Chris B notes: "It’s becoming clearer at this stage that the imaginative and emotional heart of the novel is the bonding of the Three Musketeers [students Laura Menzies, Alice Boorman, and Kitty Trevelyan] through shared trials and teasing banter. The murder-mystery side of the story seems perfunctory and rather slow to develop: no proper corpse until the end of Chapter Eight, and it’s that of a mere bit-part character."


Tracy K relates this part of the plotline: "After an incident with a ghost at Athelstan Hall (actually loud, disturbing noises in the middle of the night), Cook and Mrs. Bradley have a disagreement, and Cook is sacked." She echoes Chris's critique of a slowed-down story. "For several chapters, it seems like many unpleasant events are happening but there is no forward movement on the actual case. Maybe Mrs. Bradley had a plan, but it was not clear to this reader. At this point, I was ready for some action. "

It's a fair assessment, and for as lively as characterization and dialogue (and the steady busyness of incidents and events) are in Laurels, I have never been gripped by its plot the way I have with some other Mrs Bradley books. It's not that the crimes are merely academic; I think it has to do with Mrs Bradley knowing how to proceed while the reader essentially needs to ride the river and trust its current, as Laura does.

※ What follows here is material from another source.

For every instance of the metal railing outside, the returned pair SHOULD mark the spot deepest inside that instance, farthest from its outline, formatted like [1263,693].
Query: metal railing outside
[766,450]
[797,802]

Tracy concludes that "It takes until nearly halfway through the book before there is a suspicious death. Usually I am perfectly fine with a crime novel that takes a long time to set up the situation, but this time I was getting impatient. We know that Mrs. Bradley has been hired by the school to investigate Miss Murchan's disappearance and that the school has kept that incident quiet. Mrs. Bradley thinks that all the malicious pranks are meant to get rid of her. But why? and who [is behind them]?"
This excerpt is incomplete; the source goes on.